NYS Department of Labor Commissioner Announces Upstate New York Minimum Wage Hike, NFIB Reacts

Date: October 06, 2022

On September 30, 2022, Commissioner Reardon announced a phased in minimum wage increase. The minimum wage varies by region, and in 2016, New York instituted a tiered schedule of minimum wage increases to raise the wage to $15 an hour across the state.

New York City, Long Island, and Westchester County reached $15 per hour at the end of 2021, and on December 31, 2022, the minimum wage will rise $1.00, (7.5%), from $13.20 to $14.20 in areas outside New York City, Long Island and Westchester County

The order is subject to a rulemaking process, and public comment period before a final decision is made. NFIB will be issuing comments in opposition to this increase. To comment, e-mail regulations@labor.ny.gov by December 11, 2022.
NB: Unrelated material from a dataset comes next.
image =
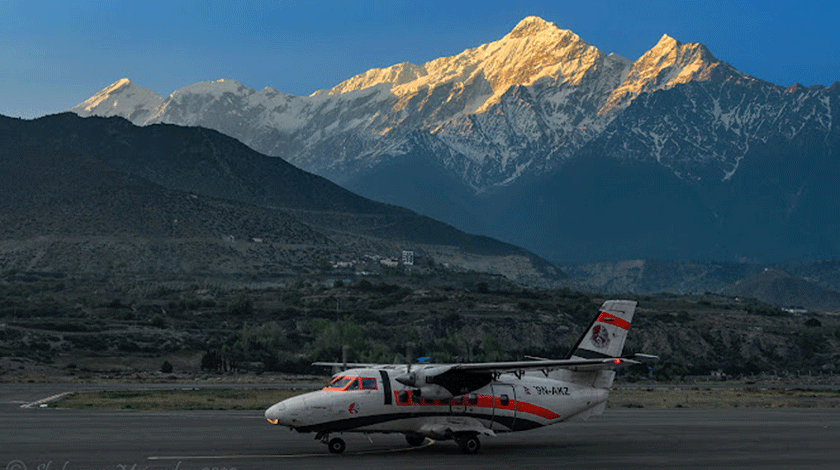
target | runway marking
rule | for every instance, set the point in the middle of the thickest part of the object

NFIB also immediately denounced the decision to increase the upstate minimum wage 7.5%. Ashley Ranslow, NFIB’s New York State Director, released the following statement:

“Today’s announcement by the New York State Department of Labor to increase the Upstate minimum wage by 7.5 percent at the end of this year clearly demonstrates how out of touch Albany is with the challenges that continue to plague Main Street. Small businesses are battling unrelenting 40-year high inflation, supply chain issues, escalating energy prices, and astronomical state Unemployment Insurance taxes that were completely avoidable if the state had addressed the UI crisis. New York’s economy has not returned to pre-pandemic levels, with fewer jobs now than there were at the beginning of 2020 and the state Unemployment rate higher than the national average. All of this is happening while consumers are pulling back on spending and the economy teeters on edge. Increasing the Upstate minimum wage from $13.20 to $14.20 is going to put further financial pressure and strain on hard-working small business owners who continue to hang on by a thread. New York State should be providing financial relief to small, independent businesses, instead, the state continues to saddle Main Street with higher costs and mandates, further bolstering its reputation as one of the worst states to do business in.”